Catherine sighed. “I hate when people say that.”
“My shit of an ex-husband knocked up his wife.”
“I see. Well, that is news. When is the blessed event to occur?”
“October.”
“I wonder if this has anything to do with his canceling Isobel’s visit?” Catherine mused. “Either way, I’m so sorry. It’s bad timing for you, isn’t it, this news?”
“Bad timing for Isobel, too,” Louise said. “First he cancels her visit and now this.”
“You can’t be sure Isobel will mind so terribly, can you? I mean, she wrapped her head around the fact of two stepsisters prettily easily. Then again . . .”
“Exactly. Then again, this kid is Andrew’s.”
“And in some ways then, a part of Isobel. Something she shares with her father and not at all with you.”
Louise frowned. “Thank you for pointing out that all-too-obvious fact.”
“Sorry.

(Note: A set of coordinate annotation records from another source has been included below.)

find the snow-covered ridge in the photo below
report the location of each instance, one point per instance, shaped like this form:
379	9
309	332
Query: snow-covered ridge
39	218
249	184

I call them as I see them.”
“Yeah, no worries. I have to go. Thanks for listening.”
Catherine said, “Anytime,” and ended the call.
Louise went back into the kitchen. It was the time of the morning that she usually enjoyed. The inn was blessedly empty; guests had gone off on their adventures, Bella and the housecleaning staff had finished their work for the day, even Isobel was usually out with Gwen or off on an excursion of her own, novel or notebook in hand.
Today, however, Louise found the silence to be evidence of isolation, not of peace and quiet and strengthening solitude. Andrew’s news had shaken her. She didn’t know why, but the idea of his having a child with Vicky had never even occurred to her. “Stupid,” she pronounced to the empty kitchen.
Louise had been so intensely grateful for Isobel and Andrew had seemed so contented, too, neither had even mentioned the notion of having another child. She wondered now if that had been a big mistake.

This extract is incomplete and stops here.